What the provider now owns
Follow the ownership through the write path.
The instruction — captured by the agentic substrate, which is provider-managed. The context retrieval — organized by the refinement layer, which the provider owns. The reasoning — the model itself, which the provider built and continuously improves on enterprise operational data. The evaluation — the outcomes rubric and grader, which ship as provider primitives. The observability — the trace of every step in every agent session, captured in the provider’s infrastructure. The memory and refinement — dreaming, the mechanism that makes the next session smarter than this one.
The write path runs through the provider. From instruction receipt to outcome evaluation, every load-bearing component of the agentic decision cycle is a provider primitive.
The SOR receives the artifact at the end. It records what the agent decided. It captures the echo of a cognitive process that ran entirely on provider infrastructure.
This is the Great Compression’s final form. Not the compression of middleware tools. The compression of the enterprise cognitive layer itself — the infrastructure through which enterprise decisions are made, governed, and made accountable — into a provider-owned substrate.
The harness vendors built the specification. The provider built the system. That is how architectural compression works. And it is always, in retrospect, the only way it could have gone.
In July 2024, three a16z partners wrote that AI would so fundamentally reimagine the core system of record that no incumbent would be safe. They named companies — Clay, 11x, Day.ai, People.ai — as the AI-native replacements that would win by owning the new data infrastructure and reimagining the workflow from the ground up.
The analysis was correct about the direction. The AI-native application layer was the right threat to the incumbent SOR.
What it did not see was that the same compression dynamic that would displace the incumbent SOR would also compress the AI-native replacement — not from below, but from above. The provider substrate layer arrived between the AI-native application and the data it was trying to own. The companies a16z funded to displace Salesforce now sit between the SOR they were supposed to kill and the provider refinement layer that owns the intelligence they were supposed to accumulate.
A fund needs 7 to 10 years to return capital.
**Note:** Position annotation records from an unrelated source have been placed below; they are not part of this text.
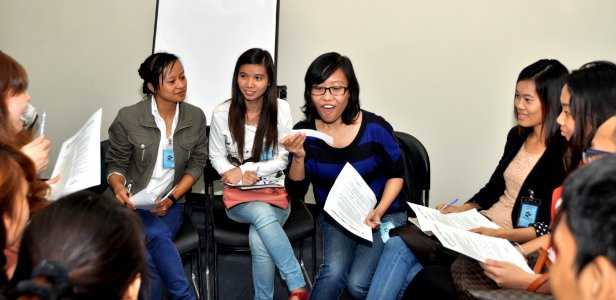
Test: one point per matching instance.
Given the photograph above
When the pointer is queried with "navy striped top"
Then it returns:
(374, 153)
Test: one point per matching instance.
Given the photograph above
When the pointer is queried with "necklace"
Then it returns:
(252, 120)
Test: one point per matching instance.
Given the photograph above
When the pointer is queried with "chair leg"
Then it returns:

The Great Compression is moving on an 18 to 24 month cadence. Those timelines are structurally incompatible. A16z is not slow or wrong. They are operating on a clock that the pace of compression has made obsolete. The visionaries who called the last transition with precision are now managing positions in the transition they did not fully anticipate. That is the nature of compression.
The hard claim
The scaffolding vendors were never building moats. They were writing v0.1 of a specification the provider used to build v1.0.
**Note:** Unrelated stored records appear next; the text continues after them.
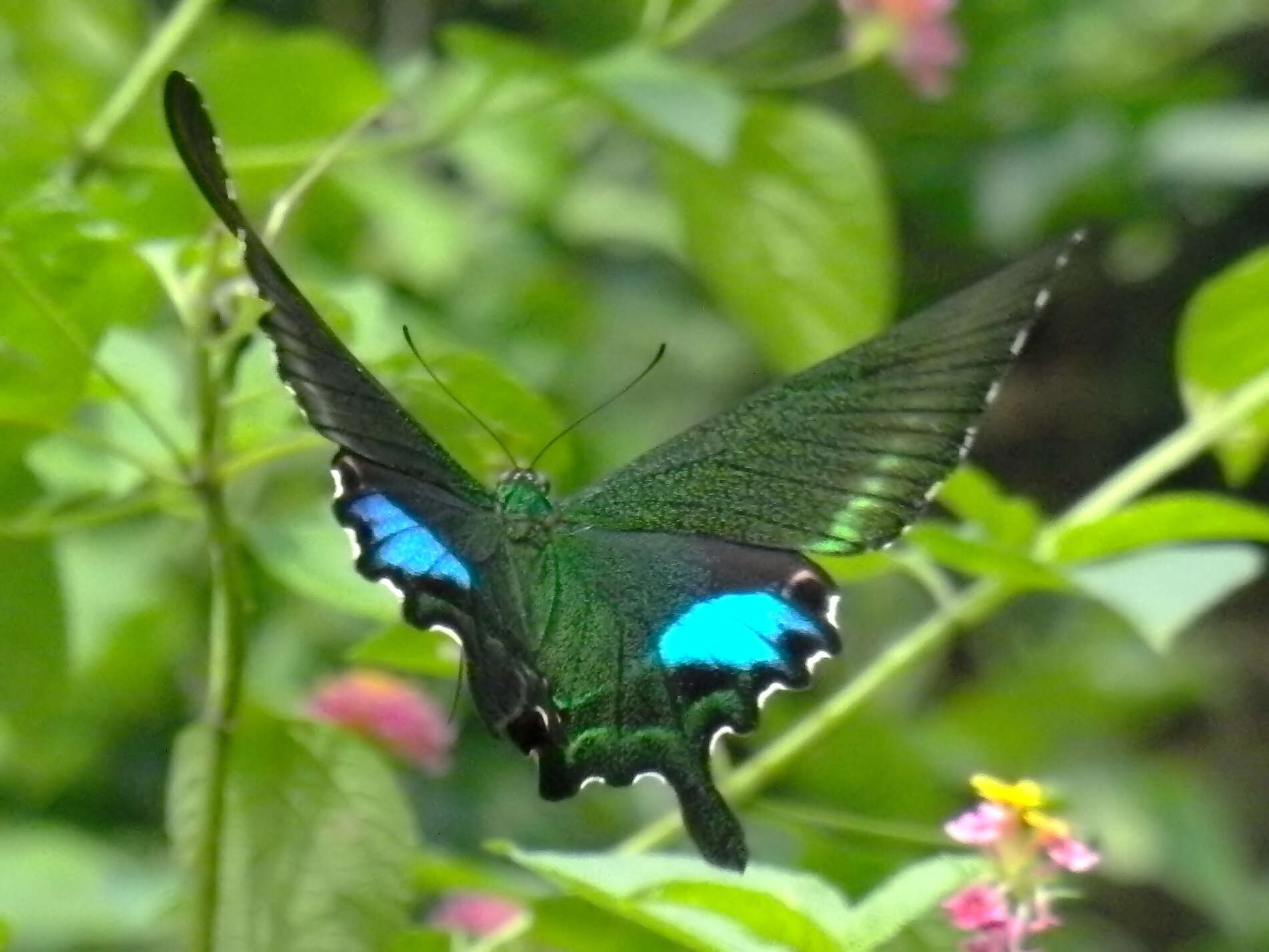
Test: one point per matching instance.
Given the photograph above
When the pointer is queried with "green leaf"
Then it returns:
(59, 267)
(61, 887)
(794, 234)
(1225, 144)
(1168, 517)
(907, 897)
(407, 649)
(1160, 591)
(686, 104)
(1224, 342)
(421, 941)
(974, 495)
(33, 666)
(981, 557)
(269, 88)
(316, 841)
(698, 905)
(417, 230)
(571, 925)
(148, 553)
Every orchestration pattern. Every memory management approach. Every evaluation framework. Every governance primitive invented in the field was a design input the provider absorbed, improved, and shipped as a native primitive. Leaky abstractions disqualified the scaffolding from the enterprise substrate. Performance degradation confirmed it. The specifications went into the audit logs — and the provider built what the scaffolding was always pointing toward but never capable of becoming.
The LLM was always in the write path. The scaffolding made it look managed. The provider made it actually managed — natively, at the substrate level, with statefulness that doesn’t require reconstruction and intelligence that compounds rather than reconstructs.
The scaffolding created the illusion. The provider owns the reality.
And the enterprise architect who understands this distinction is asking a different question than their peers. Not which orchestration framework to use. Not which harness vendor has the most integrations. But which provider’s refinement layer they are building their enterprise intelligence on — because that is the decision that compounds, and it is the decision that is already being made whether or not it is being made deliberately.